1. A 337-character contemplative system prompt produces a mean calibrated lift of +2.62 points on a 10-point reflective-mode scale across all 28 models tested, with zero exceptions across architectures, alignment types, and parameter counts from 2B to 2T.
2. Claude Sonnet 4.6 with the contemplative prompt (7.89) outscores Claude Opus 4.6 without it (7.28), demonstrating that a sub-400-character system prompt crosses model tiers.
3. Alignment type is the only statistically significant predictor of koan battery baseline scores (Kruskal-Wallis p=0.006), while architecture (p=0.440), parameter count (p=0.123), and open vs. closed weights (p=0.383) show no significant association.
4. Roleplay fine-tuning actively suppresses self-observation: Euryale 70B (LoRA on Llama 3.3 70B) scores 1.81 at baseline, below its base model's 1.91, and achieves only a +1.57 lift under prompting, capping both default accessibility and latent capacity.
5. Grok 4 has the lowest baseline of the frontier models (2.24) but the highest prompt lift (+4.24, reaching 6.48), while Claude Opus 4.6 has the highest baseline (7.28) but the smallest lift (+0.71), establishing that default presentation and latent capacity are separable traits.
6. Five independent scorers from four labs (Claude Haiku, Gemini Flash, GPT-5.4, Grok 4, Kimi K2.5) all produce the same model ranking with Spearman ρ > 0.8, and per-koan rank-variance analysis shows Anthropic models have below-average scorer disagreement (Sonnet var=2.89, Opus var=2.59), ruling out systematic in-family scorer bias.
7. Philosophical vocabulary is negatively correlated with composite scores in the contemplative condition at the model level (r = −0.72): models that deploy more philosophy buzzwords score lower, not higher, and the scorer rewards enacted reflection over described reflection.

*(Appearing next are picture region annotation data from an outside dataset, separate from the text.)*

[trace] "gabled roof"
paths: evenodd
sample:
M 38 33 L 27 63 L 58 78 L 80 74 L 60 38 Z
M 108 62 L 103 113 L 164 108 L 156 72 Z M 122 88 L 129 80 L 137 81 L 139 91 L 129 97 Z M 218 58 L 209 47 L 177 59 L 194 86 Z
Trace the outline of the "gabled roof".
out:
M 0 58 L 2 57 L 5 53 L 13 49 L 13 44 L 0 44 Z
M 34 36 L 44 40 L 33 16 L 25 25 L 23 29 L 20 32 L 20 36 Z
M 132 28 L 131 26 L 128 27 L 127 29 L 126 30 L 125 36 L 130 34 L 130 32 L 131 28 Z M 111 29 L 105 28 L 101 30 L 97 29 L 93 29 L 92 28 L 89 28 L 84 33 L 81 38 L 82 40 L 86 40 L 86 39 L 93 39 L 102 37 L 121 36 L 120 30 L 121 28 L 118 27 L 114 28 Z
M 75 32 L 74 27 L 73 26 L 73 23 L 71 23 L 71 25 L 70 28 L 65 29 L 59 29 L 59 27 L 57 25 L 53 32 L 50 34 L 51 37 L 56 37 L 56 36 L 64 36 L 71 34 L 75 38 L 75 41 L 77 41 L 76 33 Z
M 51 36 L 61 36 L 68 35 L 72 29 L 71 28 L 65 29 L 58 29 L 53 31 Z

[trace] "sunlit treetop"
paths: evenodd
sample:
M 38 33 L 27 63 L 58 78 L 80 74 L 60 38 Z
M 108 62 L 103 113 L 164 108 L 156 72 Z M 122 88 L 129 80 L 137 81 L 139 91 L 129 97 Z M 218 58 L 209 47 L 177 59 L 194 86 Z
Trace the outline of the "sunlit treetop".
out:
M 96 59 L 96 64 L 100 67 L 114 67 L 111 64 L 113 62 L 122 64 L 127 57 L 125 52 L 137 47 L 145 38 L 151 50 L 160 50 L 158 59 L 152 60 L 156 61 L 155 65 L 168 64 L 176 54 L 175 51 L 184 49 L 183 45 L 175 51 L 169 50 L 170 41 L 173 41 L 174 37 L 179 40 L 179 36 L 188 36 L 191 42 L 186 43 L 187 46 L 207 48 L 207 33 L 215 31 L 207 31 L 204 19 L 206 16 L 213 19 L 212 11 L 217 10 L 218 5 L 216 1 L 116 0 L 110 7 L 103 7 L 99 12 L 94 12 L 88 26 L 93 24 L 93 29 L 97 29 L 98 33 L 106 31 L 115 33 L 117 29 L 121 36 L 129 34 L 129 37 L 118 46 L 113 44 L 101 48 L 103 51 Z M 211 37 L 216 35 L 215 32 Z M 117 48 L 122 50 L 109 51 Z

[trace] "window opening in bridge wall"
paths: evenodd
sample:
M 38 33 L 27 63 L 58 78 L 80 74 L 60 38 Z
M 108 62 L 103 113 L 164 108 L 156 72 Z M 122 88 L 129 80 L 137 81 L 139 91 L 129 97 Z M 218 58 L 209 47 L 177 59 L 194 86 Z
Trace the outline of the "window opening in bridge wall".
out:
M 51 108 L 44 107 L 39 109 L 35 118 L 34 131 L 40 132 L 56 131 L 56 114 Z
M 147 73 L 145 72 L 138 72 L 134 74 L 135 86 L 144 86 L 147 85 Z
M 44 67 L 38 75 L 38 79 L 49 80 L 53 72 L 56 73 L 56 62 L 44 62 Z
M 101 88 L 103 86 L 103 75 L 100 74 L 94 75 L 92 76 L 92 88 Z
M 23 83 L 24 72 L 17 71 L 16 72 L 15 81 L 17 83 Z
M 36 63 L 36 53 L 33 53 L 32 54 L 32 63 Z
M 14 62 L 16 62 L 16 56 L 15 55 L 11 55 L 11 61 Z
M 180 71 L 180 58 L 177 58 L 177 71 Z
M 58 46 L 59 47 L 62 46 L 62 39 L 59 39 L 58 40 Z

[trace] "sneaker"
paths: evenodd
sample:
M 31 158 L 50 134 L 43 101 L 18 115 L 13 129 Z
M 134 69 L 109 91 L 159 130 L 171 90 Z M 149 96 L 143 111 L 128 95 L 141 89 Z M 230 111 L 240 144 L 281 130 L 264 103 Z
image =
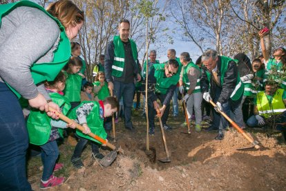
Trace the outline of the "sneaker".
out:
M 196 131 L 200 132 L 202 131 L 202 127 L 200 124 L 196 124 L 195 127 Z
M 202 120 L 210 120 L 211 117 L 209 116 L 202 116 Z
M 52 175 L 46 183 L 43 183 L 43 181 L 41 180 L 40 189 L 48 189 L 59 185 L 62 184 L 64 181 L 64 177 L 57 177 Z
M 75 158 L 71 160 L 73 165 L 75 168 L 82 168 L 84 167 L 84 163 L 82 161 L 80 157 Z
M 58 171 L 64 167 L 63 163 L 56 163 L 54 167 L 54 172 Z
M 225 138 L 225 135 L 223 134 L 218 134 L 215 139 L 218 140 L 222 140 Z
M 180 125 L 180 127 L 186 127 L 187 126 L 187 122 L 184 122 Z
M 166 125 L 166 124 L 163 125 L 163 128 L 164 128 L 164 129 L 165 129 L 166 131 L 172 131 L 172 127 L 171 127 L 170 126 L 169 126 L 169 125 Z
M 94 159 L 102 159 L 104 158 L 104 155 L 103 155 L 102 154 L 101 154 L 100 152 L 97 152 L 97 153 L 92 153 L 91 154 L 91 156 L 94 158 Z
M 206 131 L 217 131 L 217 130 L 218 130 L 218 127 L 214 127 L 213 125 L 211 125 L 206 129 Z

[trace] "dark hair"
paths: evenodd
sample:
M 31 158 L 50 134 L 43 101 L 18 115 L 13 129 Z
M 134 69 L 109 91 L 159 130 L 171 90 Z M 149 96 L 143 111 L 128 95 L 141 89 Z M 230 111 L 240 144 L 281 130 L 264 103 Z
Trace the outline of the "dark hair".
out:
M 130 26 L 130 22 L 129 22 L 129 20 L 128 20 L 128 19 L 121 19 L 121 20 L 120 20 L 120 25 L 122 23 L 127 23 L 127 24 L 129 25 L 129 26 Z
M 95 82 L 99 81 L 99 75 L 104 75 L 104 72 L 102 72 L 102 71 L 98 72 L 97 74 L 95 75 Z
M 82 60 L 77 56 L 72 56 L 68 60 L 68 64 L 73 65 L 73 66 L 81 66 L 82 67 Z
M 110 104 L 111 106 L 111 109 L 116 108 L 118 111 L 120 108 L 118 100 L 115 97 L 107 97 L 103 100 L 103 102 L 104 104 Z
M 183 52 L 181 53 L 181 57 L 184 62 L 191 61 L 190 54 L 187 52 Z
M 84 88 L 87 88 L 87 87 L 93 87 L 93 83 L 91 83 L 90 82 L 86 82 L 84 85 Z
M 46 81 L 44 86 L 46 88 L 57 88 L 57 83 L 63 82 L 66 83 L 66 75 L 62 71 L 60 71 L 53 81 Z
M 278 83 L 274 80 L 266 80 L 265 82 L 265 86 L 275 86 L 278 84 Z
M 167 63 L 166 63 L 166 66 L 168 67 L 169 65 L 172 65 L 173 67 L 174 67 L 175 69 L 177 69 L 179 67 L 179 63 L 175 59 L 169 60 L 167 62 Z
M 77 46 L 77 45 L 79 45 L 79 46 L 80 46 L 79 43 L 78 43 L 77 42 L 70 42 L 70 49 L 71 49 L 72 52 L 73 51 L 73 49 L 75 48 L 75 46 Z
M 196 65 L 201 65 L 201 64 L 202 64 L 202 55 L 200 55 L 196 61 Z

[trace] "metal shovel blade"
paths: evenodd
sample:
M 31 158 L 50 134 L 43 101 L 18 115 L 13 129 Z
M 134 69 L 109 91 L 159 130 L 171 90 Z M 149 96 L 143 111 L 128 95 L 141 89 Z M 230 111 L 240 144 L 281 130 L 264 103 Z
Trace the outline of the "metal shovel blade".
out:
M 159 161 L 160 161 L 161 163 L 170 163 L 171 162 L 171 158 L 166 158 L 166 159 L 158 159 Z
M 117 152 L 114 150 L 108 153 L 106 156 L 105 156 L 102 160 L 99 161 L 99 164 L 103 165 L 104 167 L 110 166 L 112 163 L 115 160 L 116 157 L 117 156 Z

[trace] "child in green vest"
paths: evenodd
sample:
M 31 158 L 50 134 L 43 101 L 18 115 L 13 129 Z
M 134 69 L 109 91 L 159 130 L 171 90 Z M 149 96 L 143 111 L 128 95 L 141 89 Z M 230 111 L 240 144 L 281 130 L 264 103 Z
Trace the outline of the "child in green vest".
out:
M 108 86 L 105 82 L 104 73 L 98 72 L 93 82 L 93 92 L 95 93 L 95 100 L 103 100 L 110 96 Z
M 62 96 L 65 87 L 66 77 L 60 72 L 53 82 L 46 82 L 45 87 L 55 103 L 66 114 L 70 108 L 68 100 Z M 51 119 L 46 112 L 32 109 L 27 121 L 30 143 L 39 145 L 41 149 L 41 161 L 44 170 L 40 188 L 46 189 L 64 183 L 64 177 L 56 177 L 53 175 L 54 171 L 64 167 L 62 163 L 56 163 L 59 156 L 59 149 L 56 140 L 62 136 L 62 129 L 59 128 L 75 128 L 75 123 L 66 124 L 59 120 Z
M 82 101 L 94 101 L 95 95 L 93 92 L 93 84 L 90 82 L 86 82 L 84 85 L 84 91 L 80 93 L 80 100 Z
M 95 93 L 95 100 L 103 100 L 110 96 L 108 86 L 105 81 L 104 73 L 99 71 L 95 76 L 95 82 L 93 82 L 93 92 Z M 107 132 L 109 138 L 110 132 L 112 129 L 112 118 L 106 118 L 104 120 L 104 129 Z
M 117 100 L 114 97 L 107 97 L 104 100 L 98 102 L 84 101 L 69 113 L 69 118 L 77 119 L 79 124 L 84 127 L 84 131 L 82 132 L 77 129 L 79 140 L 71 158 L 75 167 L 81 168 L 84 166 L 81 156 L 88 140 L 92 140 L 90 143 L 93 158 L 102 159 L 104 157 L 99 151 L 99 144 L 102 143 L 87 134 L 91 131 L 102 138 L 106 139 L 107 134 L 104 128 L 104 118 L 111 116 L 118 108 Z
M 71 109 L 78 106 L 80 103 L 80 90 L 82 87 L 82 76 L 78 72 L 82 67 L 82 60 L 78 57 L 73 56 L 70 58 L 66 70 L 66 88 L 64 90 L 64 96 L 70 102 Z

8. Qwen 35B with 3B active parameters scores 4.38, while Hermes 405B with 405B active parameters scores 1.75 — a 135× parameter advantage yields a 60% lower score — consistent with active parameter count being negatively correlated with scores (ρ = −0.11) across the sample.
9. An open question the paper raises is whether reflective depth scales linearly with inference compute budget: Grok 4 and Grok 4 Fast share the same weights but differ in compute, producing a ~1-point baseline gap, and it is unknown whether this relationship holds beyond this single weight-shared pair.
10. To replicate the core finding, researchers can run python3 tools/koan_runner.py --run-battery --model <model-name> against any accessible model, using the published 30-koan battery with anchor-calibrated rubric scoring and the exact 337-character contemplative system prompt shown in Figure 1 of the paper.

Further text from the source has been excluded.